You know the conservative drill: Fox News didn't touch the bogus story until after Shirley Sherrod resigned.
Except, of course, that's not true.
Fact: Fox News did touch and did push the phony Sherrod smear campaign before she was forced to resign, and it's probably time the channel's online apologists came to grips with the truth. I mean, host Bill O'Reilly has already apologized for the way he unfairly dealt with the Sherrod, so why people feel like they have to run around and clean up Fox News' mess is a little confusing.

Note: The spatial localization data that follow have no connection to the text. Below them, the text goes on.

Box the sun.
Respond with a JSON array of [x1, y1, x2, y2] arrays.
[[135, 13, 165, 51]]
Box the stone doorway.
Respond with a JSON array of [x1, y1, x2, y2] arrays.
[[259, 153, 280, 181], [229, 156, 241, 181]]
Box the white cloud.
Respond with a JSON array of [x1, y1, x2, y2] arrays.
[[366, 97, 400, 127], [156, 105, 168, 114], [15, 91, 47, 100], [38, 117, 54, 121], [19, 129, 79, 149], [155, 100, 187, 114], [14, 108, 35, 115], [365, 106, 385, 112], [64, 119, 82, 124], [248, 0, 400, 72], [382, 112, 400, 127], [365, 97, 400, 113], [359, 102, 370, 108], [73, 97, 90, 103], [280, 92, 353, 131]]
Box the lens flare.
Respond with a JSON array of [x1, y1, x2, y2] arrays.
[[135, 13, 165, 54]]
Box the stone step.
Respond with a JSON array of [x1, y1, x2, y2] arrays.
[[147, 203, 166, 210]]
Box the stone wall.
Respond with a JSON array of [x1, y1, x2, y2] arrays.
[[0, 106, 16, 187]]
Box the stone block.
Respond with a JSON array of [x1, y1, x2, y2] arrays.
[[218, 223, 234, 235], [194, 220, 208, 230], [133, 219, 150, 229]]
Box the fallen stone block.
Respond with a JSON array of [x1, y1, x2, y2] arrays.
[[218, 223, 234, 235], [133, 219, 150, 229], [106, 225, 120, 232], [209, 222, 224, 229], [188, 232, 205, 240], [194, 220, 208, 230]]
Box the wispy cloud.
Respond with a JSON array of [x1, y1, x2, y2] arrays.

Nonetheless, we get people online like full-time FNC apologist Johnny Dollar, who claims all sorts of news outlets and liberal commentators and media critics (including me!) unfairly maligned Fox News. But apparently Johnny Dollar can't read too good. (Not to mention write.)
Behold as Johnny Dollar highlights a comment I made during an MSNBC interview last week, and holds it up as proof of me getting the story wrong [emphasis added]:
Look, the first mistake they made, or the Department of Agriculture, or whoever was making the calls, they believed something that Andrew Breitbart put on his Web site. That's mistake one. And then they believed a smear campaign, a character assassination attack that Fox News was peddling.
Not true, Johnny Dollar whines, because nobody at Fox News touched the story until Sherrod resigned, so Fox News wasn't peddling the smear campaign, as I suggested to MSNBC.
Please note the language I used. I referred to “a character assassination attack that Fox News was peddling.” But Johnny Dollar says no way because nobody at “Fox News” touched the story until after Sherrod's resignation a week ago Monday.
Question: Has Johnny Dollar ever head of the Internet? Because if he had, he'd know that there's this whole division within “Fox News” (i.e. FoxNews.com) that publishes news and commentary online. And if he had heard of the Internet, he'd know that “Fox News” peddled the bogus Sherrod story before she resigned.
From Media Matters last week:
As our timeline of the Sherrod smear shows, on Monday afternoon, prior to her resignation, FoxNews.com reported on the story without the comment from Sherrod that Clemente indicated was crucial. In fact, while the story indicates that “FoxNews.com is seeking a response from both the NAACP and the USDA,” it gives no indication that they tried to contact Sherrod herself. In a follow-up report published some time before 5 p.m., FoxNews.com reported that USDA had announced Sherrod's resignation" shortly after FoxNews.com published its initial report on the video."
Why am I not surprised that Fox News' apologists are just as clueless as the folks at Fox News?